2023 Theses Doctoral
Predicting damage awards: Toward economic efficiency and judicial consistency
From the perspective of both plaintiffs and defendants, the measurement of damages quantum is obviously of the utmost importance. Therefore, it is surprising to see this process left entirely to the court’s discretion — especially since the quantum is traditionally considered a question of facts. The result is that each litigation becomes a unique case calling for a sui generis outcome.This approach leads to a structural uncertainty that is detrimental to the legitimate expectations of both parties. In practice, it deeply corrupts the fundamental principle of full recovery. In order to address this issue, I generate descriptive damages models and argue for a model in which the valuation of damages will be a question of both facts and law that follows rules and methods whose application will be reviewable. I begin to explore specifically damages for breach of contract when they are difficult to quantify, using two simultaneous methodologies that would later be supplemented by several extensions.

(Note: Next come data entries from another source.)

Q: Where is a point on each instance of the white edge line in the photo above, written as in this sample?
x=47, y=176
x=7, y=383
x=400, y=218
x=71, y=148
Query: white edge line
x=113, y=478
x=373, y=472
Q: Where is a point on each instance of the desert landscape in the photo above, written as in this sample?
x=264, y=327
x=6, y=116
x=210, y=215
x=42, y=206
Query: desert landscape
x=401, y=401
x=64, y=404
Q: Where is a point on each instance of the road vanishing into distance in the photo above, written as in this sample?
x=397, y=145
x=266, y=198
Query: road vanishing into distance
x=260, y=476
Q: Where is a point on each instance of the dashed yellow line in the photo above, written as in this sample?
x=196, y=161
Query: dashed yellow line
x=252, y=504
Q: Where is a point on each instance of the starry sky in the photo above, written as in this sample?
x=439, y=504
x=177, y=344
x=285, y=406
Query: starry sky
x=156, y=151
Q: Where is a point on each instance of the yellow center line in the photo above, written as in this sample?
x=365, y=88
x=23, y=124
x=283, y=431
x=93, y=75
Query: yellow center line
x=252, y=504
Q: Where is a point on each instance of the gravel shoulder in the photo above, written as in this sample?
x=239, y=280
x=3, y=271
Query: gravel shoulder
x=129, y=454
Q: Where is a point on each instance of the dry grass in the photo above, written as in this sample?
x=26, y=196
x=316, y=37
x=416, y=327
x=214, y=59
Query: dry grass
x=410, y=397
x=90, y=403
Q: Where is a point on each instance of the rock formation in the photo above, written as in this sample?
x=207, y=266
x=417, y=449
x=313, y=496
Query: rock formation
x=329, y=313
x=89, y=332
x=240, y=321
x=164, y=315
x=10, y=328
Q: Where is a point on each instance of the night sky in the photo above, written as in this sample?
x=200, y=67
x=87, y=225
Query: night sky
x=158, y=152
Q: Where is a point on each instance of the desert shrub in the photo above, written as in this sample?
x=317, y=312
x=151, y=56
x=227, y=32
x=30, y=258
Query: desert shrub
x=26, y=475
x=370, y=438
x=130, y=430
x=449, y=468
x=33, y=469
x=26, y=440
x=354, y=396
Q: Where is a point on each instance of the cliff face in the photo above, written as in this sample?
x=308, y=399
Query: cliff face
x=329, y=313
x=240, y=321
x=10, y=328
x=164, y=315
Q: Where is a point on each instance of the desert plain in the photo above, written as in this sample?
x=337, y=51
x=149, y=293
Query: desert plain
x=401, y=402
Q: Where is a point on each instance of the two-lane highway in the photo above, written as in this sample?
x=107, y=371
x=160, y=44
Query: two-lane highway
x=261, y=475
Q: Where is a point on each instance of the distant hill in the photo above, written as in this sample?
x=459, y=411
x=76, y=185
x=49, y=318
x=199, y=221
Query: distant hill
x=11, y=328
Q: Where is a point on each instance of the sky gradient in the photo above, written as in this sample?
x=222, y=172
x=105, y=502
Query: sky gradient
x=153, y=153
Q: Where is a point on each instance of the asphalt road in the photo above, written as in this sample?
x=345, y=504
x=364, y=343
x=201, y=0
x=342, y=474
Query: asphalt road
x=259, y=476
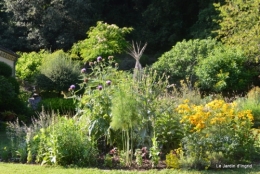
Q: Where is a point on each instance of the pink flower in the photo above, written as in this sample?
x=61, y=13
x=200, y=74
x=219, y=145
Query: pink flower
x=108, y=82
x=72, y=87
x=83, y=70
x=99, y=58
x=100, y=87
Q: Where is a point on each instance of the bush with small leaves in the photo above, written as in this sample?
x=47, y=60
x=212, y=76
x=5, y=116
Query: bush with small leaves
x=58, y=72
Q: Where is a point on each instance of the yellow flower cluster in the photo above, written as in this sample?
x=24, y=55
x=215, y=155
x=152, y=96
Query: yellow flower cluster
x=172, y=160
x=217, y=112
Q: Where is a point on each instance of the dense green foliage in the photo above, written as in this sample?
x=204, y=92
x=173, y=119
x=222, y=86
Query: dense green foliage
x=49, y=24
x=52, y=25
x=5, y=70
x=180, y=62
x=223, y=70
x=103, y=39
x=239, y=26
x=28, y=65
x=7, y=92
x=58, y=72
x=59, y=105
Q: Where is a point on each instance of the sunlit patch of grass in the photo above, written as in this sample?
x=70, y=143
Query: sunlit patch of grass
x=11, y=168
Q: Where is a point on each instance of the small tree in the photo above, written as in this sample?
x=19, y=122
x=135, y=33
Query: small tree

The first methodology is a comparison between French civil law, American common law and international commercial law (Chapter 4), and the second is an empirical study involving both qualitative interviews with practitioners and the quantitative analysis of a proprietary sample of cases in which damages are difficult to measure (Chapter 5). Then I select two clusters of cases to implement these novel methods for Breach to Agreements to Agree/Negotiate (Chapter 6) and Non-Pecuniary Harm to Reputation (Chapter 7). Building upon these works, I implement four methodological extensions (Chapter 9) that use technological advances to address issues of sourcing and coding legal data by identifying the key variables of each legal case and automating mass extraction of data with an emphasis on scalability and transferability to other bodies of law and comparative jurisdictions.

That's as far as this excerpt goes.